Sales of new cars in Western Europe declined by 9.9% over last year during the month of July, according to data released by GlobalData unit LMC Automotive.

Car sales in the region reached 778,165 units in July. In the first seven months of the year they reached 5.8 million units, some 13.8% under last year’s pace.

LMC also noted that the Western Europe selling rate (SAAR) slipped to 9.5 mn units/year in July, in line with the year-to-date (YTD) average of 9.5mn units/year. July saw a decline in new vehicle registrations year-on-year (YoY) across most countries, which relates to the ongoing supply issues, exacerbated by the conflict in Ukraine and recent China lockdown.

The German car selling rate increased slightly to 2.4mn units/year despite raw sales falling month-on-month (MoM).  In the UK, the selling rate of 1.6mn units/year showed a slight increase from the poor performance in June. For France, the selling rate of 1.4 mn units/year was down from the previous month, but still in line with the YTD average. In Spain, the selling rate slipped to 760k units/year. Finally, the Italian PV selling rate for July showed a slight increase on June, standing at 1.3mn units/year.

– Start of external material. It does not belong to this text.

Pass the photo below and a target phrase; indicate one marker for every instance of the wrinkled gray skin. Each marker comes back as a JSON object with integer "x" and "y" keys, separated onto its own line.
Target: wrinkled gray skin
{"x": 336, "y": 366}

The 2022 full year forecast for the region remains at 9.9 mn units, broadly unchanged from last month. That does mean that selling rates will need to pick up over the remainder of the year, and so assumes that, while the production headwinds continue, they will ease from earlier in the year.

However, there are increasing concerns on the demand side too, as Western Europe faces rapidly rising living costs, natural gas supply shortages and increasing interest rates.